The descriptive statistics for five growth-related traits—body weight (W), body length (BL), total length (TL), body height (BH), and body width (BW)—were measured in 1200 individuals from the self-cross population of hulong hybrid grouper (Table 1 and Table 2). The mean values for W, BL, TL, BH, and BW were 7.72 ± 3.73 g, 63.93 ± 10.98 mm, 73.92 ± 12.18 mm, 21.07 ± 3.87 mm, and 10.51 ± 2.41 mm, respectively. The population showed a significant segregation of growth, with a minimum body weight of 1.30 g (Figure S1), a maximum body weight of 28.16 g and a coefficient of variation (CV) of 48.32%. In contrast, body length showed the lowest CV (17.18%). The frequency distribution histograms for all traits approximated a normal distribution (Figure 1). This was further supported by the Quantile-Quantile (QQ) plots (Supplementary Figure S2), where the majority of the data points closely followed the reference line, suggesting that the phenotypic data for all growth traits were approximately normally distributed.

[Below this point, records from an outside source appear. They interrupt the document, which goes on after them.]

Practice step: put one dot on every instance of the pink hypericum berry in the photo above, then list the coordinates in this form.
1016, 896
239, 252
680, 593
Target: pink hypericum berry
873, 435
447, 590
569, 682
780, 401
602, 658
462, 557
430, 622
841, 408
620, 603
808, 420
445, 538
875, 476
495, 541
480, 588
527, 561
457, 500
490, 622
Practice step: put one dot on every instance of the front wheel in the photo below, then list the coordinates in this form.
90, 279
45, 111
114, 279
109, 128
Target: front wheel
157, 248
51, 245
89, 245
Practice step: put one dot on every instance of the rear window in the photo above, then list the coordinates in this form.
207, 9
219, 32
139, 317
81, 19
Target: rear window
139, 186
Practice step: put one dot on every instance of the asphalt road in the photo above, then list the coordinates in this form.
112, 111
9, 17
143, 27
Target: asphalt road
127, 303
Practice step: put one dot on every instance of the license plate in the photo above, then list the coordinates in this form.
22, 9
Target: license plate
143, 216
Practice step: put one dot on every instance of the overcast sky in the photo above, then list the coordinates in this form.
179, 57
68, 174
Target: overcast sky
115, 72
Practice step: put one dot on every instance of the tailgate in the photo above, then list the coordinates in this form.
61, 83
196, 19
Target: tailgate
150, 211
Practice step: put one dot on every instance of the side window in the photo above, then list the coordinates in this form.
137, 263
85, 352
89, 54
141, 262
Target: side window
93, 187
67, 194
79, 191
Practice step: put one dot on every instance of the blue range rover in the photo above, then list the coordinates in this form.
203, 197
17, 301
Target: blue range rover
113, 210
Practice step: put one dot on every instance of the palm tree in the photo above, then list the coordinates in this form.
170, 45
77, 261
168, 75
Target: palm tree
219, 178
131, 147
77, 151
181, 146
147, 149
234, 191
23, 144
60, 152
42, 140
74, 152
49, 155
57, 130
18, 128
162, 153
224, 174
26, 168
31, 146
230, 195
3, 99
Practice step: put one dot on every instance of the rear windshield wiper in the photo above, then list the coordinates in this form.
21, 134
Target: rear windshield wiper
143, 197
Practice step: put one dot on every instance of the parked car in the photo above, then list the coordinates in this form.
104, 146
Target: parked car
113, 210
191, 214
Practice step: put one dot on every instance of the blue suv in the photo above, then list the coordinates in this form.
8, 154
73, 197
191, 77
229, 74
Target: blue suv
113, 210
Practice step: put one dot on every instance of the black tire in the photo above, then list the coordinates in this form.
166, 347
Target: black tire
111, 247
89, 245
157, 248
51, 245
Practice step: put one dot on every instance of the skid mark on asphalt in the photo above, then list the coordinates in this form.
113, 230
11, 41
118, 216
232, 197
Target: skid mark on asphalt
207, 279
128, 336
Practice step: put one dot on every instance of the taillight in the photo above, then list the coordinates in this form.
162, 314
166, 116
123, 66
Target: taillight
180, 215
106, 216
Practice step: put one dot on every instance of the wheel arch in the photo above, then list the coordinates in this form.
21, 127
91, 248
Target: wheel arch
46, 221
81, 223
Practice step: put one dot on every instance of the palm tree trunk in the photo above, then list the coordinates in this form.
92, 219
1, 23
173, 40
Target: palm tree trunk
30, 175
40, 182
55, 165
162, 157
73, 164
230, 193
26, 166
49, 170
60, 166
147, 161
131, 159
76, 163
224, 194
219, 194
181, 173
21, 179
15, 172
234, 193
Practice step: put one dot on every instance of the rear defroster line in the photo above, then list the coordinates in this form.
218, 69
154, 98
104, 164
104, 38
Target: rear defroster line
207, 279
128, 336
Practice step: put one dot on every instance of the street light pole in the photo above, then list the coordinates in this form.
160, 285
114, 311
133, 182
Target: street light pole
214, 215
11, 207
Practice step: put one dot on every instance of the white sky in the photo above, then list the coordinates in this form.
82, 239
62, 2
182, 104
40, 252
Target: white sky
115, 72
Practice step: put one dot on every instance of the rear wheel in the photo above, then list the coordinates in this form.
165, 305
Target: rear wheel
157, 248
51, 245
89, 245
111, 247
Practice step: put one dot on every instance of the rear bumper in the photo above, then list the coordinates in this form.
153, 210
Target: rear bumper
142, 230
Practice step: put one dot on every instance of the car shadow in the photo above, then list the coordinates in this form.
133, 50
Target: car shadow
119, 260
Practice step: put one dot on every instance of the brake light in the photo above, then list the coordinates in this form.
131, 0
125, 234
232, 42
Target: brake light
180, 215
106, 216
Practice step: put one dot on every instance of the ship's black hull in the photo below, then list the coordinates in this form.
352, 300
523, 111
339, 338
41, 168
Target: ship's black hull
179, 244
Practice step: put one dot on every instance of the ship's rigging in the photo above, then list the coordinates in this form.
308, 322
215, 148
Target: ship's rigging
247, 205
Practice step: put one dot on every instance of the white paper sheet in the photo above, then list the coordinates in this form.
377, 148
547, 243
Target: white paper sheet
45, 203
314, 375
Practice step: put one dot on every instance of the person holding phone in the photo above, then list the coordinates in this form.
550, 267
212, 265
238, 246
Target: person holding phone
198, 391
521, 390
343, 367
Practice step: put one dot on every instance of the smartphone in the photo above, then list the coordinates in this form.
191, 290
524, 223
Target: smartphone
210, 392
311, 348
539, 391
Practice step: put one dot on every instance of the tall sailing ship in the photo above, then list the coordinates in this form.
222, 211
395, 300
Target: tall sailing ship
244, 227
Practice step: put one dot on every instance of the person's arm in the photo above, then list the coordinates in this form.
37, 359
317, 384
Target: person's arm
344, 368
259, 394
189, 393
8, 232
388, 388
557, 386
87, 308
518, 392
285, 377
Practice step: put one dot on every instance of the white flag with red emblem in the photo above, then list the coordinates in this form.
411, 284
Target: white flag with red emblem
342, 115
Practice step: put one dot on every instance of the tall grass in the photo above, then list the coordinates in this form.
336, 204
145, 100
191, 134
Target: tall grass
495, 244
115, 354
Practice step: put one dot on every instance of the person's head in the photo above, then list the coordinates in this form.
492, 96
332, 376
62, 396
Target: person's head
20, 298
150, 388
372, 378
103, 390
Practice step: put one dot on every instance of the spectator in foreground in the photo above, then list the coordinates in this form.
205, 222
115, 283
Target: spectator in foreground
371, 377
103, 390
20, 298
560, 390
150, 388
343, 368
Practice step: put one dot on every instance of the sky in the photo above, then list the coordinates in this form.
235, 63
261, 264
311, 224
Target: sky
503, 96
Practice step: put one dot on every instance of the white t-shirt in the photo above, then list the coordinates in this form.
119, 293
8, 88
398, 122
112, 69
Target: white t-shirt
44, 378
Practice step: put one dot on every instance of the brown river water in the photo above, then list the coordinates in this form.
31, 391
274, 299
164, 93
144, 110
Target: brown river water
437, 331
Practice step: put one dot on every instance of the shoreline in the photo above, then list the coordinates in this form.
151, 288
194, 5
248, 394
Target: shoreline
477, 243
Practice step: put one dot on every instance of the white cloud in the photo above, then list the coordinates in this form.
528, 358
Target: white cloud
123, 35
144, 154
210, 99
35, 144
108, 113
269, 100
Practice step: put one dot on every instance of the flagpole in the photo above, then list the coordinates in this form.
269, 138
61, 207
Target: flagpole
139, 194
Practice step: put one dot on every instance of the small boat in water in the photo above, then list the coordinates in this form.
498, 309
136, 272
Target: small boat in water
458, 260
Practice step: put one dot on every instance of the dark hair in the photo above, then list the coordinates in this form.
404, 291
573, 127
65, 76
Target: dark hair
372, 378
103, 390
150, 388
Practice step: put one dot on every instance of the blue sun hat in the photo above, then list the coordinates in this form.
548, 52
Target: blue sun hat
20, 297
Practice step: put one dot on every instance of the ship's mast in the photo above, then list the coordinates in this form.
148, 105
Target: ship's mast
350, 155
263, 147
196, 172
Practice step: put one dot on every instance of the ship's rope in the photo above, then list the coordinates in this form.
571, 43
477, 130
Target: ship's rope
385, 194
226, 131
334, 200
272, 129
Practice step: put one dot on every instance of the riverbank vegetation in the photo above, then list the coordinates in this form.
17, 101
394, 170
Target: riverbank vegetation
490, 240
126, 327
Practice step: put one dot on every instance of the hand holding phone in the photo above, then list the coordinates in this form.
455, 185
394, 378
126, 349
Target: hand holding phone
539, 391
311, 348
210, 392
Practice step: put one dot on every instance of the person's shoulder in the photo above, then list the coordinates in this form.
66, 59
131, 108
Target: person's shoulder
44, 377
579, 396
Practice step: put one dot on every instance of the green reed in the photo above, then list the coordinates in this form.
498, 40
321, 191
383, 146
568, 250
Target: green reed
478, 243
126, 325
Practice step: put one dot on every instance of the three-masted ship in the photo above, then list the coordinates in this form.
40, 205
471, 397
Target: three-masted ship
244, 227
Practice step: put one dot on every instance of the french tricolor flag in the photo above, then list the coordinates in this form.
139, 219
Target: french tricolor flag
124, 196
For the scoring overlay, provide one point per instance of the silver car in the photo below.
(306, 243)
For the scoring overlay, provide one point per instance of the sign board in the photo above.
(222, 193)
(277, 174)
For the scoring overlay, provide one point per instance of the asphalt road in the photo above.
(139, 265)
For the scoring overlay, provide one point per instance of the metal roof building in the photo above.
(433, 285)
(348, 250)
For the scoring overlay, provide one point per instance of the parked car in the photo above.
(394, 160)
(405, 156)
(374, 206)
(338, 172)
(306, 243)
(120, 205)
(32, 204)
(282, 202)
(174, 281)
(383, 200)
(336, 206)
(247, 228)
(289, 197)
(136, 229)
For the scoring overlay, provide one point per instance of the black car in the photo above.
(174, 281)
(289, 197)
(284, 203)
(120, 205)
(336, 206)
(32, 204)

3.2. Phenotypic Differentiation and Sequencing Data from Extreme Group

The significant segregation of character was observed between the fast-growing and slow-growing groups (Table 3). The maximum weight of the fast-growing group was 28.16 g, the minimum weight was 11.61 g, and the average weight was 16.14 ± 2.56 g. The maximum weight of the slow-growing group was 7.97 g, the minimum weight was 1.31 g, and the average weight was 2.56 ± 1.30 g. The mean body length of the fast-growing group (84.87 ± 3.92 mm) was nearly double that of the slow-growing group (45.05 ± 5.87 mm).
Whole-genome resequencing of the two groups with extreme segregated body weight generated a total of 1.40 Tb of raw data. After quality control and filtering, 1.22 Tb of high-quality clean data was retained for subsequent analysis. The clean reads from all individuals within each group were pooled to create a fast-growing and a slow-growing group, respectively. The effective sequencing depth for the fast-growing and slow-growing groups reached 813.55× and 873.71×, respectively. The quality of the sequencing data was high, with Q30 scores of 95.82% and 96.10%, and GC contents of 41.39% and 41.34% for the respective groups. Detailed statistics, including the number of clean reads for each pool, are provided in Supplementary Table S2.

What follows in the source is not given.